Sardine : le poisson miracle pas cher qui booste votre santé
Un poisson économique et bénéfique pour la santé
Face à la hausse des prix dans les rayons frais et à la méfiance croissante envers le thon ou le saumon, la sardine fait un retour remarqué. Selon un expert en alimentation relayé sur Instagram par le compte legendmedia et repris par le site Marmiton, la sardine est « le poisson le moins cher et le plus merveilleux ». Elle est souvent associée à des conserves qui sentent fort et tachent, mais ses qualités vont bien au-delà de cette image.
Une valeur nutritionnelle impressionnante
Longtemps considérée comme trop grasse ou peu élégante, la sardine s’impose aujourd’hui comme un choix sain et économique. Elle fait partie des poissons gras recommandés par l’ANSES, l’Agence nationale de sécurité sanitaire de l’alimentation, qui conseille d’en consommer au moins une fois par semaine. Une simple boîte suffit à couvrir largement les besoins quotidiens en oméga-3, essentiels pour la santé.

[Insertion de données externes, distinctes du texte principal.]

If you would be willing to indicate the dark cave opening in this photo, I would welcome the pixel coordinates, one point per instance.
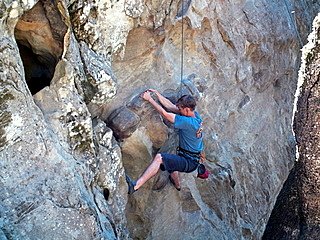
(39, 34)
(38, 74)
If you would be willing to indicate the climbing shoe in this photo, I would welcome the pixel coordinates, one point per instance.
(131, 185)
(171, 180)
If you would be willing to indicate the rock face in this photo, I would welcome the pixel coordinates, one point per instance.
(70, 71)
(299, 201)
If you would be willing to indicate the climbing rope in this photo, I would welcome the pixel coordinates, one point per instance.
(182, 42)
(293, 23)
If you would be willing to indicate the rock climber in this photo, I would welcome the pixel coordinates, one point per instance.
(189, 124)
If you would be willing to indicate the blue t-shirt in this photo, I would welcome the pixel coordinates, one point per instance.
(188, 128)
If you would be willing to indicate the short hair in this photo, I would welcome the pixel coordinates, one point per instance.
(186, 101)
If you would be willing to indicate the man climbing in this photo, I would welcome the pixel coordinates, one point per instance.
(189, 123)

Les bienfaits pour la santé
Les sardines sont riches en nutriments. Pour 100 g, elles apportent entre 20 et 25 g de protéines complètes, ainsi que 0,5 à 3 g d’oméga-3 EPA et DHA. La consommation régulière de poissons gras comme la sardine réduit de 20 à 30 % le risque de maladies cardiovasculaires. Cela s’explique par leur action sur les triglycérides, l’inflammation et le rythme cardiaque.
Les sardines contiennent aussi de nombreux micronutriments. Leurs arêtes comestibles apportent environ 300 à 400 mg de calcium par 100 g, soit une part importante des apports journaliers recommandés. Elles sont également riches en vitamine D, vitamine B12, sélénium, iode et phosphore. La conservation en conserve permet de préserver ces nutriments, tout en rendant leur consommation pratique.
Un poisson gras à petit prix, et peu contaminé
Sur le plan économique, la sardine est très compétitive. Une boîte coûte en moyenne entre 2 et 4 € et fournit une portion de 100 à 120 g, contenant environ 20 g de protéines de haute qualité. Son prix est souvent inférieur à celui de la volaille. De plus, tout se mange : chair, arêtes, voire l’huile, ce qui limite le gaspillage.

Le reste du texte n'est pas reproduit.